Jim Starlins Erzählung über den Tod von Captain Marvel ist ein Monument, dem die Schnelllebigkeit von Superhelden-Comics nichts anhaben kann.
Es vergeht gefühlt kein Monat ohne den Tod eines Spandexträgers in den weitläufigen Sphären der "Big Two" Marvel und DC. Was früher einst eine Besonderheit war, ist nun zur inflationären, für kurzfristige PR-Zwecke ausgeschlachtete, beinahe triviale Angelegenheit geworden. Während er das Ableben einer Figur mittlerweile mehr oder weniger emotionslos hinnimmt und deren Rückkehr in einigen Monaten und Jahren erwartet, schaut so mancher Comic-Fan möglicherweise voll Wehmut zurück in eine Zeit, in der sich der Sensenmann viel seltener an Superhelden oder wichtigen Nebencharakteren vergriff. Der Blick fällt dann vielleicht auf "The Death of Captain Marvel", dem Herzstück von Band 78 der Marvel-Sammlung von Hachette.

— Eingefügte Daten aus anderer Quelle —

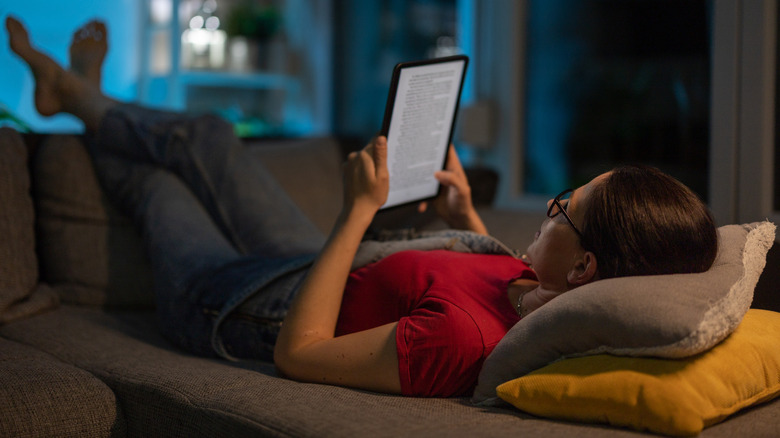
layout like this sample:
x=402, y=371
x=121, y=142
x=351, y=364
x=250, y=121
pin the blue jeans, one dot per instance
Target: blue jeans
x=228, y=248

Zuvor jedoch wird mit den Ausgaben "Captain Marvel" 31-34 und "Avengers" 125 von Jim Starlin gemeinsam mit Kollegen wie Steve Englehart und Mike Friedrich der finale (erste) Schlagabtausch zwischen Mar-Vell und Thanos geschildert, der durch den Besitz des kosmischen Würfels beinahe universelle Macht erhalten hat. Nachdem der größenwahnsinnige Despot offenbar gefallen ist, scheint Captain Marvels nächstes Abenteuer dagegen Peanuts zu sein: Im Kampf gegen den Schurken Nitro gelingt es ihm, die Bedrohung durch ein gefährliches Nervengas zu beenden. Doch genau damit fällte Jim Starlin in seiner letzten "Captain Marvel"-Ausgabe 1974 das Todesurteil für den Charakter.
Und damit wären wir wieder bei "The Death of Captain Marvel", der ersten "Marvel Graphic Novel" von 1982, die der Meister schuf, nachdem beschlossen worden war, Mar-Vell durch einen anderen Charakter zu ersetzen. Den Abschied bewerkstelligte er in berührender Manier, nämlich ohne einen spektakulären Kampf oder ein heldenhaftes Opfer, das der schlicht und ergreifend an Krebs erkrankte Captain Marvel bringen hätte müssen. Die sensible Erzählung, die alle Facetten von Trauer über Wut bis zur Akzeptanz behandelt, ist, wenn man sie vom Superhelden-Kontext losgelöst betrachtet, die Comic gewordene Einsicht, dass ein Mensch nie wirklich sterben kann, solange sich seine Liebsten und Freunde an ihn erinnern. Ohne Zweifel eines der besten Werke, die das Genre jemals hervorgebracht hat.